The main functions and usage of SEdb. (A) Top navigation bar help users use functions of this database. (B) Table of search results including super-enhancer ID coded by SEdb (SE ID), Chr, Start, End, Size, Rank, Element, Common SNP, eQTL, Risk SNP, TFBS, CRISPR/Cas9 target site and Visualization (genome browser). (C) Overview of super-enhancer. (D) Detailed interactive table of annotation information. (E) Genes potentially associated with super-enhancers are provided through six identification strategies. Network diagram of their relationships. (F) Interactive table of super-enhancer elements, related annotation information and analysis tools. (G) Other super-enhancers identified in samples overlapping the super-enhancer. (H) Analysis of super-enhancers related to a query gene via relationships between super-enhancers and associated genes under different strategies. (I) Analysis of a common SNP, super-enhancers it appears in, and annotation of the common SNP. (J) Browse the sample details. (K) Visualization of genome browser for genetic and epigenetic information. (L) Data download. (M) Quantitative statistics of data sources in SEdb. (N) This is an overlap analysis tool that uses the super-enhancers provided in SEdb to annotate the user-submitted regions.

User-friendly browsing of samples

The ‘Data-Browse’ page is an interactive and alphanumerically sortable table that allows users to quickly search for samples and customize filters using ‘Data sources’, ‘Biosample type’, ‘Tissue type’ and ‘Biosample name’ (Figure 2J). Users use the ‘Show entries’ drop-down menu to change the number of records per page. To view super-enhancers for a given sample, users click on ‘Sample ID’.

Online analysis tools

Using the ‘Gene-SE analysis’ tool, users submit a gene and analyze super-enhancers associated with it via relationships between the super-enhancer and associated genes identified under different strategies (9,45,48,49) (Six strategies: the closest active gene, ROSE overlap, ROSE proximal, ROSE closest, Lasso and PreSTIGE) are obtained from determined and indeterminate samples (Figure 2H). SEdb also links to external resources including NCBI Gene (50,51), GeneCards (52), UniProt (53) and Wikipedia (https://www.wikipedia.org). With the ‘SNP-SE analysis’ tool, users submit a common SNP and find super-enhancers in which it appears, the super-enhancer's annotation information and LD SNPs of five super-populations (Figure 2I). With the ‘Overlap analysis’ tool, users submit a ’bed’ file and identify super-enhancers with overlapping relationships with the submitted regions by setting the percentage of overlap (Figure 2N). SEdb supports analysis tools of external links for search results and super-enhancer elements such as GREAT (54) and Galaxy (55).

Personalized genome browser and data visualization

To help users view proximity information of super-enhancers in genomes, we developed a personalized genome browser using JBrowse (56) with useful tracks (Figure 2K).

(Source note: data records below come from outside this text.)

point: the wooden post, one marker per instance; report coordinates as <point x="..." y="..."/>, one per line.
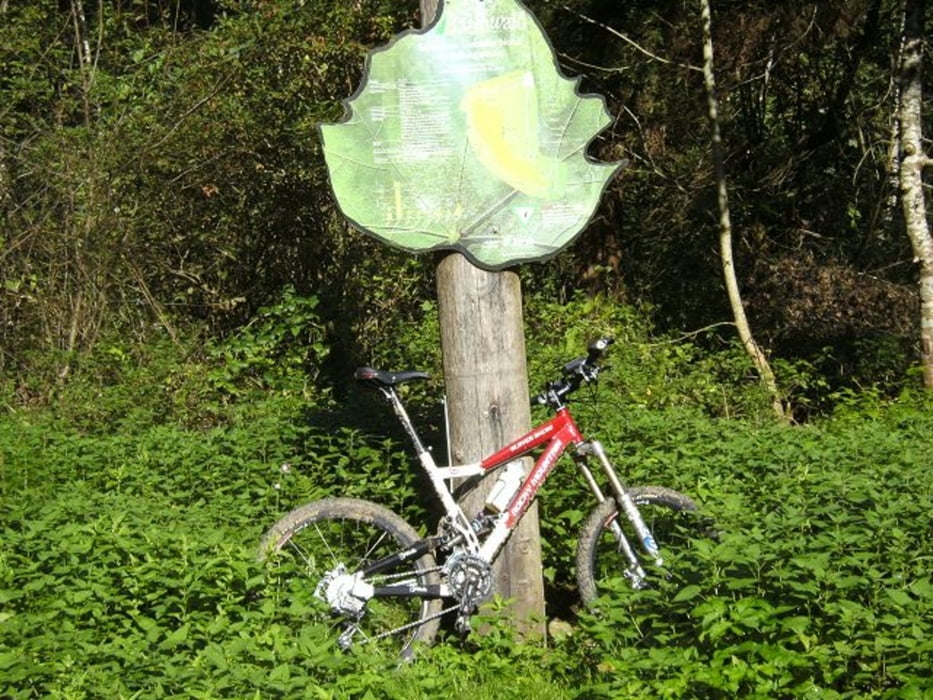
<point x="483" y="341"/>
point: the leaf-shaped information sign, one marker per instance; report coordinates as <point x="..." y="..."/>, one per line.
<point x="467" y="136"/>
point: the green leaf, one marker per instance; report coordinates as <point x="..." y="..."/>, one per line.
<point x="687" y="593"/>
<point x="468" y="137"/>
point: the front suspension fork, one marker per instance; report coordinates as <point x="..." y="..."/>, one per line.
<point x="624" y="499"/>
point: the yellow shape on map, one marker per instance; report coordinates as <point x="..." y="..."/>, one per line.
<point x="502" y="128"/>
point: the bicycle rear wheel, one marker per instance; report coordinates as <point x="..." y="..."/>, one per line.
<point x="671" y="517"/>
<point x="325" y="538"/>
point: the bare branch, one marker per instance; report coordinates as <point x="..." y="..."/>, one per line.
<point x="631" y="42"/>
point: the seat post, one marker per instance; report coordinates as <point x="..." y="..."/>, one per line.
<point x="393" y="398"/>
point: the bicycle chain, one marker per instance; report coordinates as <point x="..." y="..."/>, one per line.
<point x="412" y="625"/>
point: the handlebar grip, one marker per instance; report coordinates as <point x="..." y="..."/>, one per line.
<point x="597" y="348"/>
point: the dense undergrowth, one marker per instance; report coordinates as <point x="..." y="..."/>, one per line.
<point x="133" y="503"/>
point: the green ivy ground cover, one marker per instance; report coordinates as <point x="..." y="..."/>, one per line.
<point x="126" y="567"/>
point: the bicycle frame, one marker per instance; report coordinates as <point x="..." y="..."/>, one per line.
<point x="555" y="435"/>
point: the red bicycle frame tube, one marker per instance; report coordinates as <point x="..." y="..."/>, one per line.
<point x="558" y="433"/>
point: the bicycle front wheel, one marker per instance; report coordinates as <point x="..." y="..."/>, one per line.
<point x="314" y="544"/>
<point x="671" y="517"/>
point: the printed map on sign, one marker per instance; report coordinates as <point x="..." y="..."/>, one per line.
<point x="466" y="136"/>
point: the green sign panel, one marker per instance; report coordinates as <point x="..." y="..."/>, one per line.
<point x="466" y="136"/>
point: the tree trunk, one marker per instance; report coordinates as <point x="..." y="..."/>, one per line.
<point x="482" y="336"/>
<point x="913" y="161"/>
<point x="754" y="351"/>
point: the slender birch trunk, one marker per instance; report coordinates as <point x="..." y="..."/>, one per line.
<point x="754" y="350"/>
<point x="913" y="161"/>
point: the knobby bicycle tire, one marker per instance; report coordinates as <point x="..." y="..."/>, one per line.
<point x="671" y="517"/>
<point x="311" y="540"/>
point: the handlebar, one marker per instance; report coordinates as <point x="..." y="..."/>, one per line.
<point x="577" y="372"/>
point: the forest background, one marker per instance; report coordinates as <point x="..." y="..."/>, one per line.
<point x="181" y="306"/>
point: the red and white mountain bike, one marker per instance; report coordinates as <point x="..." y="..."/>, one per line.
<point x="358" y="566"/>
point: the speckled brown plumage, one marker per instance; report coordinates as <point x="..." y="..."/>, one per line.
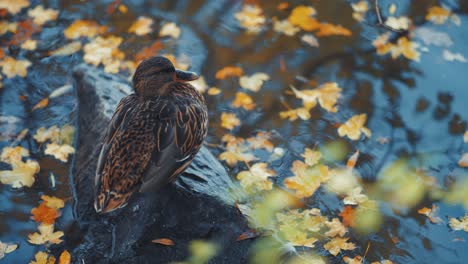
<point x="153" y="135"/>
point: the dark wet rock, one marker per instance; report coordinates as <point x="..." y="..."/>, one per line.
<point x="197" y="206"/>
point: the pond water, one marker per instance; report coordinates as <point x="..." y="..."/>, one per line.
<point x="417" y="109"/>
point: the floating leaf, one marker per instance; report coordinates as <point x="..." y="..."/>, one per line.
<point x="142" y="26"/>
<point x="257" y="177"/>
<point x="60" y="152"/>
<point x="14" y="6"/>
<point x="6" y="248"/>
<point x="40" y="15"/>
<point x="354" y="127"/>
<point x="12" y="67"/>
<point x="254" y="82"/>
<point x="335" y="245"/>
<point x="83" y="28"/>
<point x="170" y="30"/>
<point x="229" y="71"/>
<point x="46" y="235"/>
<point x="163" y="241"/>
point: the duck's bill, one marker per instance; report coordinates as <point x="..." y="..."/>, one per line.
<point x="186" y="76"/>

Users see the proximity of super-enhancers to nearby genes, genome segments, SNPs, common SNPs, risk SNPs, DHSs, enhancers, TFBS conserved, TFBS by ChIP-seq and conservative score. SEdb exhibits super-enhancer-associated pie charts of chromosome distribution and histograms of annotation statistics (Figure 2C). Relationships between super-enhancers and associated genes are displayed using a D3 network visualization plugin (Figure 2E). SEdb also links to visualize data in the UCSC genome browser (23) by adding custom tracks.

CGI interface

For data sharing, a CGI program was built for SEdb. Users such as website developers provide a genome location and use the SEdb website to determine the super-enhancers that overlap with the location. Data obtained from the feedback is displayed directly on the platform.

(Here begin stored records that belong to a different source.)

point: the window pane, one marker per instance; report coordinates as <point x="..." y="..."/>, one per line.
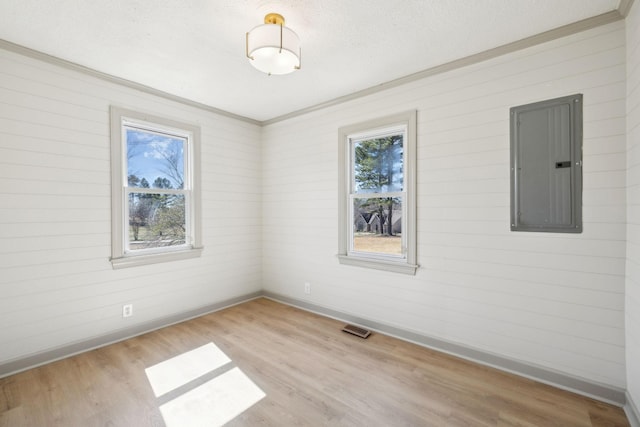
<point x="156" y="220"/>
<point x="154" y="160"/>
<point x="378" y="165"/>
<point x="377" y="225"/>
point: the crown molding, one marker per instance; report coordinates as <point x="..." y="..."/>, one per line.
<point x="556" y="33"/>
<point x="54" y="60"/>
<point x="606" y="18"/>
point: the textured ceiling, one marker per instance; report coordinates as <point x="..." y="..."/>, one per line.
<point x="194" y="49"/>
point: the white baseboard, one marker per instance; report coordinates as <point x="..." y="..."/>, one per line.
<point x="632" y="411"/>
<point x="602" y="392"/>
<point x="23" y="363"/>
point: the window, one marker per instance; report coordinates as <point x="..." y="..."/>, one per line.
<point x="155" y="189"/>
<point x="377" y="194"/>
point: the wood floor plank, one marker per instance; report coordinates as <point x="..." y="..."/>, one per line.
<point x="312" y="374"/>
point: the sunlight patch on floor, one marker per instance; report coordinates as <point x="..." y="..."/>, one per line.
<point x="179" y="370"/>
<point x="214" y="403"/>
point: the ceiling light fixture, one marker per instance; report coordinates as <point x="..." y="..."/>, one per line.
<point x="273" y="48"/>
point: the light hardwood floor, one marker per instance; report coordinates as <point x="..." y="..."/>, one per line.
<point x="312" y="374"/>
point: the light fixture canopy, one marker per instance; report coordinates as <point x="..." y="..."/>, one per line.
<point x="273" y="48"/>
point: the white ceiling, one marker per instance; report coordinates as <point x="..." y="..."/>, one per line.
<point x="194" y="49"/>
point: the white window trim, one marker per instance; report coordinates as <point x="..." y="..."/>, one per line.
<point x="408" y="264"/>
<point x="119" y="224"/>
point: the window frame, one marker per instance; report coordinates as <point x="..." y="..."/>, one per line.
<point x="121" y="257"/>
<point x="370" y="129"/>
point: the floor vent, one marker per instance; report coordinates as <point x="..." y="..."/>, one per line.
<point x="359" y="332"/>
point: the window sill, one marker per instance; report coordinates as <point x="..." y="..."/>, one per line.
<point x="395" y="267"/>
<point x="138" y="260"/>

Data download and statistics

SEdb provides downloads of super-enhancers and super-enhancer elements for each sample, including bed format and csv format (Figure 2L). Considering that typical enhancers may also be of importance to users, typical enhancers are also provided on the download page of the database. In addition, the database supports the packaged downloads of all enhancers, including super-enhancer and typical enhancer sets. The export of data is also supported for search results of interest to the users. In the ‘Statistics’ page, we can visually see the statistics of SEdb, including digital display and graphical display (Figure 2M). In addition, samples information for DHSs and enhancers are also provided.

Data submission

Database updates are critical to their sustainability. Users can share their H3K27ac data to SEdb. To ensure data quality control, we recommend that users submit the GEO/SRA series number for the raw data on the ‘Submit’ page. For data from other sources, the submitter needs to provide the corresponding accessible URL for storing the raw fastq files and the sample information for the submitted data (see ‘Submit’ page of SEdb for the detailed process). We will update the data dynamically according to number of samples, to ensure the timely release of the data.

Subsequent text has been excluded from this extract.